Spider Tracks Limited
- Trade name: Spidertracks
- Company type: Privately held company
- Industry: Aviation
- Founded: 2007
- Founder: James McCarthy
- Headquarters: Auckland, New Zealand
- Area served: Worldwide
- Key people: Aleks Banas, CEO
- Website: www.spidertracks.com

= Spidertracks =

New Zealand company

Spidertracks was a New Zealand–based company specialising in the development of hardware and software for the general aviation industry. The company specialised in flight tracking, aviation communication, and flight data acquisition.

== History ==
Spidertracks was founded by James McCarthy in 2007 in the small rural town of Pohangina, just outside Palmerston North, New Zealand. Following the death of high-profile businessman Michael Erceg in a helicopter crash in 2005, Erceg's downed aircraft was not located for two-weeks due to the failure of an emergency locator transmitter (ELT).

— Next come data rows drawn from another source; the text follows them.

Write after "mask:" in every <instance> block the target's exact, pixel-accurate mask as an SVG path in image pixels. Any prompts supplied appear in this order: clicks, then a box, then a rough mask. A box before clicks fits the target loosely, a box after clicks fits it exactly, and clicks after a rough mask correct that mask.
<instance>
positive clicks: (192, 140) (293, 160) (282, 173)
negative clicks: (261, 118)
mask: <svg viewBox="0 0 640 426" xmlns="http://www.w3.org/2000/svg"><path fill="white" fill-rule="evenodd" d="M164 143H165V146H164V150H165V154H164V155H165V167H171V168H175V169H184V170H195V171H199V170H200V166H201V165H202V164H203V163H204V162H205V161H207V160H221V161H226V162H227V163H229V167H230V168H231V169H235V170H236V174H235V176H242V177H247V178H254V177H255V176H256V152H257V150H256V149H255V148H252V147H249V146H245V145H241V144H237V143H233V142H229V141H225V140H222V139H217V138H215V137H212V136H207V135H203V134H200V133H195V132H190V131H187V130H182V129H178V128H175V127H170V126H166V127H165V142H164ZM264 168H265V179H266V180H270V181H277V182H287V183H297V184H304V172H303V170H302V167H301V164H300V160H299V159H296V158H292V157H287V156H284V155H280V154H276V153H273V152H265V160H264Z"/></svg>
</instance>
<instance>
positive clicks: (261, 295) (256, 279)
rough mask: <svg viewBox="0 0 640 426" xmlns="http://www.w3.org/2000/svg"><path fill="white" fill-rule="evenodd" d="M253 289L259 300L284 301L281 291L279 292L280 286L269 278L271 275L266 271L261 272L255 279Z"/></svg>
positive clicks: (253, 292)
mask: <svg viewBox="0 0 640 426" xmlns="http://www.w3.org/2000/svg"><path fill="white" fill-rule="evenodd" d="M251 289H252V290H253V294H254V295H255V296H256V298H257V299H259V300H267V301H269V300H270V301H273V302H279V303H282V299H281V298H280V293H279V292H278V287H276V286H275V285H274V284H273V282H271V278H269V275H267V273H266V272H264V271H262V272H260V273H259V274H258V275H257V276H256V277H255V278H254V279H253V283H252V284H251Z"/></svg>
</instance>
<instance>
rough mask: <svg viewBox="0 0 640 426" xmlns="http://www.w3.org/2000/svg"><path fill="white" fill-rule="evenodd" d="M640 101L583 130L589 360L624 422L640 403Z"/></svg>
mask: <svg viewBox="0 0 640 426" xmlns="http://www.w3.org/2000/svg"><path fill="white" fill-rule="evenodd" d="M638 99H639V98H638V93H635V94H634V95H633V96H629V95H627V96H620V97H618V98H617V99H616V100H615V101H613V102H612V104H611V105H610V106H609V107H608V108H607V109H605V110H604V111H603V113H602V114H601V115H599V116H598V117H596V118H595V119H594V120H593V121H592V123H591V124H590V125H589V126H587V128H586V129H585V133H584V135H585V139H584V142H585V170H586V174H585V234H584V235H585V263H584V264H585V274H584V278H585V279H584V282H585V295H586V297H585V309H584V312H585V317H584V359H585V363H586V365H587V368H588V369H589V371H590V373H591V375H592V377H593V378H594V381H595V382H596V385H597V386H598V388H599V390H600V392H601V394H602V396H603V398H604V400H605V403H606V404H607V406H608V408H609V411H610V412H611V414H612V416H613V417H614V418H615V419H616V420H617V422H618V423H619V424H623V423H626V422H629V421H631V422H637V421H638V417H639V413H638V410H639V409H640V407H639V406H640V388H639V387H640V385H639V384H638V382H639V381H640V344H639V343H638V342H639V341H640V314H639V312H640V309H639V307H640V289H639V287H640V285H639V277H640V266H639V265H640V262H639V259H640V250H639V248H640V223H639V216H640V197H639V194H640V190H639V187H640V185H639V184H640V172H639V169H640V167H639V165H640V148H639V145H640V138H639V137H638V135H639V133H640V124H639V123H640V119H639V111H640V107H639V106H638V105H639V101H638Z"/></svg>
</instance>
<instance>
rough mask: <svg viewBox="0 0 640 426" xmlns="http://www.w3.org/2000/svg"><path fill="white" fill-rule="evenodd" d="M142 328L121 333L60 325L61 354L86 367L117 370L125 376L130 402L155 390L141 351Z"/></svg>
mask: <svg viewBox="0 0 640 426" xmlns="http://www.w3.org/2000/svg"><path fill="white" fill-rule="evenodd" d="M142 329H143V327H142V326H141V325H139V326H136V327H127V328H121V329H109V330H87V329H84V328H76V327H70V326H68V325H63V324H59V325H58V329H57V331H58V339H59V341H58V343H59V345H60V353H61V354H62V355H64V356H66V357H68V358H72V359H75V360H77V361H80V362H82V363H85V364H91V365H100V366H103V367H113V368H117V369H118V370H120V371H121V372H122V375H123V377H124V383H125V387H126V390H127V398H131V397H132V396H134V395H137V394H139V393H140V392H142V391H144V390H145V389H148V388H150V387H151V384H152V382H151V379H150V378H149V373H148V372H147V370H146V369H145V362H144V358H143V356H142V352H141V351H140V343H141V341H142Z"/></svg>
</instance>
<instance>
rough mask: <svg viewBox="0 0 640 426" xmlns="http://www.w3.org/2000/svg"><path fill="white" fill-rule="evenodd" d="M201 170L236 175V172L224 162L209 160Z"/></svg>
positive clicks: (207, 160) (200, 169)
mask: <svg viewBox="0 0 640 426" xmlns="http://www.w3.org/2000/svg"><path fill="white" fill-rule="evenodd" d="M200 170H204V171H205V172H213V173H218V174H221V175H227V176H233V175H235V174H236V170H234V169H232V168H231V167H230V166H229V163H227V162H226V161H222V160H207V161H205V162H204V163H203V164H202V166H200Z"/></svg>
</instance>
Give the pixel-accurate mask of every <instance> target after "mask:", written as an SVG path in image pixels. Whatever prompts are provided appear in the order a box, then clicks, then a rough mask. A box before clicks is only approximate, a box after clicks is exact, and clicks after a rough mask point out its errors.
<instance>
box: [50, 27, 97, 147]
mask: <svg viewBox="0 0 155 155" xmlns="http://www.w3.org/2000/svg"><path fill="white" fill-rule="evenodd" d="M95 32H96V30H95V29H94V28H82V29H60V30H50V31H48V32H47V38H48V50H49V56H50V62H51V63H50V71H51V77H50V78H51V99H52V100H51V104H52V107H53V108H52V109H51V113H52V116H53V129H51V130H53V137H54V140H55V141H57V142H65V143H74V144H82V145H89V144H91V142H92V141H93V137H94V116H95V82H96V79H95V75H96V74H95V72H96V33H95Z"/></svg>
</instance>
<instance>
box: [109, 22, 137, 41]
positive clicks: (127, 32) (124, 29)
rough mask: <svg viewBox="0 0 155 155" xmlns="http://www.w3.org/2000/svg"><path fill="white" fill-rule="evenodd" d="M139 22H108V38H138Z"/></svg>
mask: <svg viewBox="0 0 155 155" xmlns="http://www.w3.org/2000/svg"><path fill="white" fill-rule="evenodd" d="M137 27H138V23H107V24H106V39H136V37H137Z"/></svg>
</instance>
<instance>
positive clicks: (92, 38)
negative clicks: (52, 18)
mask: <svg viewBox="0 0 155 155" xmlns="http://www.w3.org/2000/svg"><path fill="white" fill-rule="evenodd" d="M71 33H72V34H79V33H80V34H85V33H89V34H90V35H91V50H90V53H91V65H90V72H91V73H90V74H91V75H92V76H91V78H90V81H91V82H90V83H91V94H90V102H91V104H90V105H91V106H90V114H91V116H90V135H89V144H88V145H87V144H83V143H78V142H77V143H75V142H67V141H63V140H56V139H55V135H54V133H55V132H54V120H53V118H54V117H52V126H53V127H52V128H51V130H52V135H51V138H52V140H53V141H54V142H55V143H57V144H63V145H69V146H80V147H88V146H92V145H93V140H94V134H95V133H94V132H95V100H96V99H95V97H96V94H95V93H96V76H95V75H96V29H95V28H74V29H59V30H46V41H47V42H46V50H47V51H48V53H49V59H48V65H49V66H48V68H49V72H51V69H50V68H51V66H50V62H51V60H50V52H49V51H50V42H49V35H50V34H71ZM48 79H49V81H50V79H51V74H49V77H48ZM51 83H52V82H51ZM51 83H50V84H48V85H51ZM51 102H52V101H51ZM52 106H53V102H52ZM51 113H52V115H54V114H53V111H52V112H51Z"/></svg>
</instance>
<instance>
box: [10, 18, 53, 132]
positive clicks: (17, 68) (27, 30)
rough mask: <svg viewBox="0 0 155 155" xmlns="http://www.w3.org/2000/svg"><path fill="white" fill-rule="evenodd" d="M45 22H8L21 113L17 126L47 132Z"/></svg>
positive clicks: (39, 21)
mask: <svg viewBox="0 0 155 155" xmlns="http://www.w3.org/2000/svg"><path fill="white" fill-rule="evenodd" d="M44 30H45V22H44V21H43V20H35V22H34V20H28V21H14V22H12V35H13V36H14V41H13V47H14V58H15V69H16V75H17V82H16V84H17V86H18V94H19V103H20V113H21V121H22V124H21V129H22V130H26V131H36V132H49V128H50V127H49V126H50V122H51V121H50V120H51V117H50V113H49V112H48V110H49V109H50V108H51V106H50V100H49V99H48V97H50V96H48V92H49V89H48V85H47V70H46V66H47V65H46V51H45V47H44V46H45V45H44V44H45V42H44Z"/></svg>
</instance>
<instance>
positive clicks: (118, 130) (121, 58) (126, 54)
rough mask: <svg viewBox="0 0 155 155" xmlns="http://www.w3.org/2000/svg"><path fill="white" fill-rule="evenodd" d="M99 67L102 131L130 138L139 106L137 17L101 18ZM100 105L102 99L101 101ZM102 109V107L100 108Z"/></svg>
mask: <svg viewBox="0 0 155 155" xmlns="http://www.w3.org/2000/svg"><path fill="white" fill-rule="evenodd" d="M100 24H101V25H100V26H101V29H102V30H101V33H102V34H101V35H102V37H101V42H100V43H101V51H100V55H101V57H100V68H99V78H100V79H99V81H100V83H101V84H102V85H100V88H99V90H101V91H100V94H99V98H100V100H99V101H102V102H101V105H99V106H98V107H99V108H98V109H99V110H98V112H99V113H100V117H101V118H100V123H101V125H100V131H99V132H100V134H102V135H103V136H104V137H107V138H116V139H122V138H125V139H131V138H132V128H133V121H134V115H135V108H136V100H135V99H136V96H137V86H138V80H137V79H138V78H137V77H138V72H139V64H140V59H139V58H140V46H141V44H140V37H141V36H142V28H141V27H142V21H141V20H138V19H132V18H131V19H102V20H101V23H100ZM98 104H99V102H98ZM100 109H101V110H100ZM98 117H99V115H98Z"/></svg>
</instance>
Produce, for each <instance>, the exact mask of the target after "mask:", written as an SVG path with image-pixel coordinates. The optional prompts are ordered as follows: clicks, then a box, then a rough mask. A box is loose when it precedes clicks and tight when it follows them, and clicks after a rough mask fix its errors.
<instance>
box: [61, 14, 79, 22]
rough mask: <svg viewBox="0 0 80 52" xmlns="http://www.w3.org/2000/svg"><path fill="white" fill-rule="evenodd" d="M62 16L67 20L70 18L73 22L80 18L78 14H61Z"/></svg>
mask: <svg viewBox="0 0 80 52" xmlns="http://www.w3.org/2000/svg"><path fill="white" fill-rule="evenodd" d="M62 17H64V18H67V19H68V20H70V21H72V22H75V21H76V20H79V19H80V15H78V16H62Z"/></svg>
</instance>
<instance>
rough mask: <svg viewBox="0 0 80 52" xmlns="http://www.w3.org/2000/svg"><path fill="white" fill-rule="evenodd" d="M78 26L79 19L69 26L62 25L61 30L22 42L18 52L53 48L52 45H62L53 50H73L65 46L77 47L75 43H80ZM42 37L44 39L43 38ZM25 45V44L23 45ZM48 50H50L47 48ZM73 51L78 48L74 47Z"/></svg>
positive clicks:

McCarthy and some associates saw the opportunity to develop a lightweight, portable, 'real-time' GPS tracking device for the aviation industry.

The team developed a device known as a 'Spider' – a small device that plugs into an aircraft's auxiliary power outlet and is mounted in the cockpit.

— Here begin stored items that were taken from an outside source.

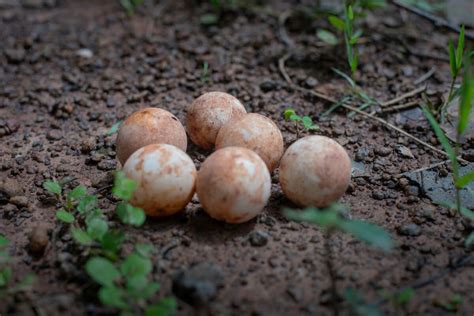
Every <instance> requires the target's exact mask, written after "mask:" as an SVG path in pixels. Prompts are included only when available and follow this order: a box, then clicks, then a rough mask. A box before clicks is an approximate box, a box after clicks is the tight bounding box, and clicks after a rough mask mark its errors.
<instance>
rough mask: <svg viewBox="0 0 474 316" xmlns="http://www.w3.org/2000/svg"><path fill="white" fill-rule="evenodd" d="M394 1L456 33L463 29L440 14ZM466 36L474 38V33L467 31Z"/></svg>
mask: <svg viewBox="0 0 474 316" xmlns="http://www.w3.org/2000/svg"><path fill="white" fill-rule="evenodd" d="M392 3H393V4H394V5H396V6H397V7H400V8H402V9H404V10H407V11H409V12H411V13H413V14H416V15H418V16H421V17H422V18H424V19H427V20H429V21H430V22H432V23H433V24H434V25H435V26H441V27H444V28H447V29H450V30H452V31H454V32H456V33H459V32H460V31H461V28H460V27H459V25H457V24H453V23H449V22H448V21H446V20H445V19H443V18H441V17H439V16H436V15H434V14H431V13H429V12H426V11H423V10H421V9H418V8H416V7H412V6H409V5H406V4H405V3H403V2H401V1H399V0H392ZM465 36H466V38H469V39H471V40H474V35H472V34H470V33H466V34H465Z"/></svg>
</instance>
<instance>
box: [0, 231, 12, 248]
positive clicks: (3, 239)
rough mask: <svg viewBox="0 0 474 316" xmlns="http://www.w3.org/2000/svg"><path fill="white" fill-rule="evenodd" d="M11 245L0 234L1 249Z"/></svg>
mask: <svg viewBox="0 0 474 316" xmlns="http://www.w3.org/2000/svg"><path fill="white" fill-rule="evenodd" d="M9 243H10V242H9V241H8V239H7V238H6V237H5V236H4V235H2V234H0V248H4V247H6V246H8V244H9Z"/></svg>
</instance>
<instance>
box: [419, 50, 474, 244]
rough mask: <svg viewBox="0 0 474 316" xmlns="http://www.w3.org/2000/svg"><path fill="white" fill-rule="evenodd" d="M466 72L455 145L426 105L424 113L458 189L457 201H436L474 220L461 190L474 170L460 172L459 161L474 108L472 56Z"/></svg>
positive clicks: (473, 93) (467, 61) (459, 91)
mask: <svg viewBox="0 0 474 316" xmlns="http://www.w3.org/2000/svg"><path fill="white" fill-rule="evenodd" d="M464 64H465V67H464V74H463V81H462V84H461V87H460V91H459V92H460V95H461V96H460V101H459V122H458V125H457V129H456V142H455V144H454V147H453V146H451V144H450V142H449V140H448V138H447V137H446V135H445V134H444V132H443V130H442V129H441V126H440V125H439V123H438V122H437V121H436V119H435V118H434V116H433V115H432V114H431V112H430V111H429V109H428V108H427V107H426V106H423V107H422V110H423V113H424V115H425V116H426V118H427V119H428V122H429V123H430V124H431V127H432V128H433V130H434V132H435V134H436V137H437V138H438V140H439V142H440V143H441V145H442V146H443V148H444V150H445V151H446V153H447V154H448V157H449V160H450V162H451V168H452V178H453V183H454V188H455V191H456V196H455V202H454V203H453V202H451V201H441V202H435V203H437V204H439V205H443V206H446V207H448V208H454V209H456V210H457V213H458V214H461V215H463V216H465V217H467V218H469V219H470V220H474V212H472V211H470V210H469V209H468V208H466V207H464V206H462V204H461V190H462V189H463V188H464V187H466V186H467V185H468V184H469V183H470V182H472V181H474V171H471V172H468V173H467V174H465V175H461V174H460V172H459V168H460V165H459V162H458V158H457V157H458V156H459V154H460V150H461V136H462V134H463V133H464V132H465V131H466V129H467V127H468V125H469V118H470V113H471V109H472V103H473V101H474V75H473V73H472V70H471V63H470V57H467V56H466V58H465V59H464ZM473 235H474V232H472V233H471V235H470V236H469V237H468V238H467V240H466V244H467V245H469V244H471V243H472V242H474V236H473Z"/></svg>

Information such the aircraft's location, altitude, speed, and direction were transmitted via the Iridium satellite network every two minutes to the Spidertracks software platform. The founders claimed this offered a much more reliable way to locate an aircraft in an emergency situation.

Spider Tracks Limited was registered with the New Zealand Companies Office on 20 February 2007.

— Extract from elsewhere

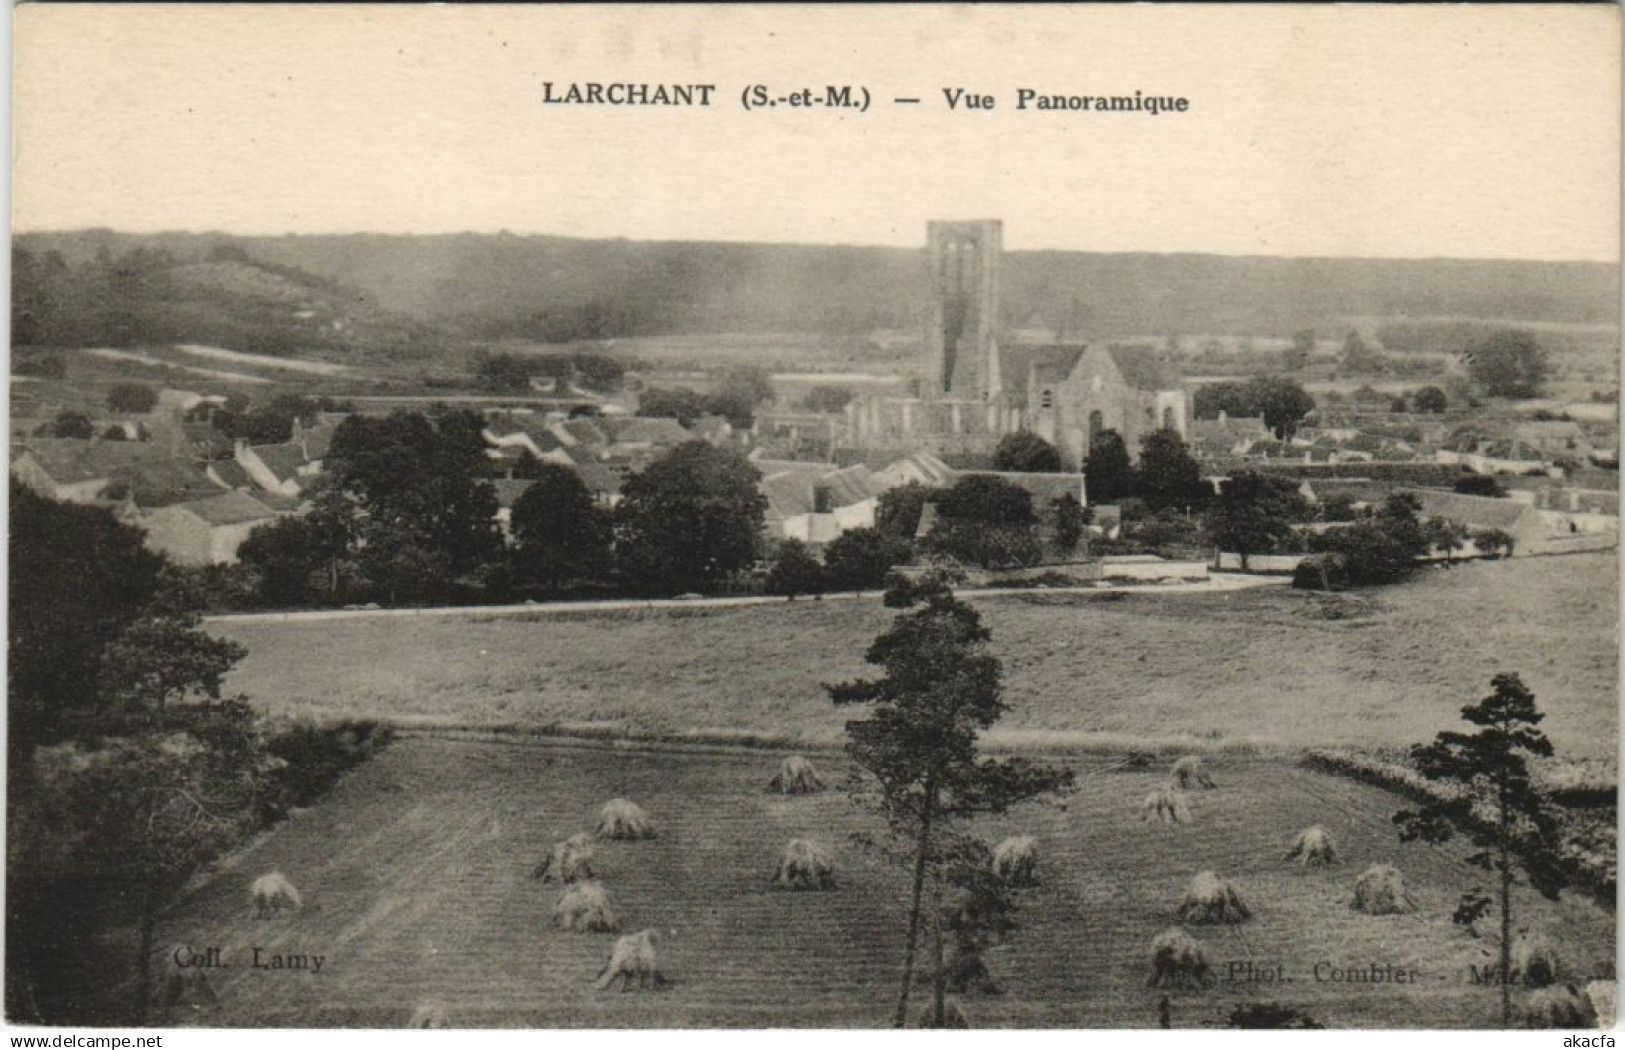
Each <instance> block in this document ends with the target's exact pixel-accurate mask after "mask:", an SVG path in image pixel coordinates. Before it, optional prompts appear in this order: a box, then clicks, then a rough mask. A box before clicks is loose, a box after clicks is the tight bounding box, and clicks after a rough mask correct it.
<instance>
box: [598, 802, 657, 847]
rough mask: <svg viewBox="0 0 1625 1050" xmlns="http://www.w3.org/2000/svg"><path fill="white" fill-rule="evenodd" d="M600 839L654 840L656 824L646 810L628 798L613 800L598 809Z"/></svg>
mask: <svg viewBox="0 0 1625 1050" xmlns="http://www.w3.org/2000/svg"><path fill="white" fill-rule="evenodd" d="M596 834H598V837H600V839H629V840H637V839H653V837H655V822H653V821H652V819H650V818H648V814H647V813H643V808H642V806H639V805H637V803H634V801H627V800H626V798H611V800H609V801H606V803H604V805H603V806H601V808H600V809H598V829H596Z"/></svg>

In 2020, Spidertracks launched their latest hardware device – 'Spider X'. According the Spidertracks, in addition to the real-time tracking and communication functions of previous models, the device is able to record and wirelessly transmit attitude and heading reference system (AHRS) data to the Spidertracks cloud-based platform. The flight data is then processed post-flight to enable a 3D virtual flight replay and reporting on specific events or safety violations. Spidertracks claim this provides a low-cost, simple solution for Flight Data Monitoring and Flight Operations Quality Assurance for the General Aviation industry.

In March 2022, investment firm Arcadea Group acquired a 95% shareholding of Spidertracks for an undisclosed sum.

In June 2023, the strategic merger of Air Maestro and Spidertracks was announced. Arcadea's Managing Director Paul Yancich stated in a press release that “Air Maestro and Spidertracks have long been solving different elements of the same fundamental challenge within aviation: how to operate a profitable, successful flight organization without ever sacrificing quality, safety, or efficiency. This is a monumental challenge, and, until this merger, no single business could come close to serving customers’ entire needs.”. Aleks Banas, CEO of Air Maestro, took over the CEO role of the combined business.

In early 2025, Spidertracks was merged with a number of other companies into Vellox Group.

== Locations ==
Spidertracks' head office was in Auckland, New Zealand, with a secondary office in Parker, Colorado.